All of this was disclosed by Bill Browder, an
anti-money-laundering activist and investor, who sent evidence to Vienna Public
Prosecutor’s Office. It is construed that Austrian financial institutions have
for years have turned the other way when it comes to the Russian underworld
laundering dirty money outside their countries.

Mr. Browder, who is in charge of Hermitage Capital
Management, said several of the companies that send the illegal money are just
dummy corporations or do not have enough capital. These are found in obscure
jurisdictions like Belize, the Seychelles, the British Virgin Islands or
Panama.

The people who receive these funds have no permanent
business address there and usually purchase expensive houses, yachts and even
chartering large jets.

 It is just one of the
numerous European banks that is caught in the web of deception and by-passing
bank laws to hide illegal money of criminal organizations from government tax
officials.

Some of the banks involved are the Helsinki-based Nordea and
Sweden’s Swedbank.
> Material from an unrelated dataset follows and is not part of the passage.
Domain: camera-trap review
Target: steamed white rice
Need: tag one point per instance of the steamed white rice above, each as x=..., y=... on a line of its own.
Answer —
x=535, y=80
The scheme called the “Troika Laundromat” has cost the banks
to lose €20bn ($22.6bn) in stock prices in the past six months.

Criminal cases were filed by Mr. Browder against Nordea in
all four Nordic countries alleging it processed around €700m of illicit money
from the former Russian states. Prosecutors from those countries are now
investigating the case.

A large-scale money laundry scandal such as this has
Deutsche Bank, Bank of America and JPMorgan Chase being investigated. They are under
scrutiny for transferring the dirty money from Danske.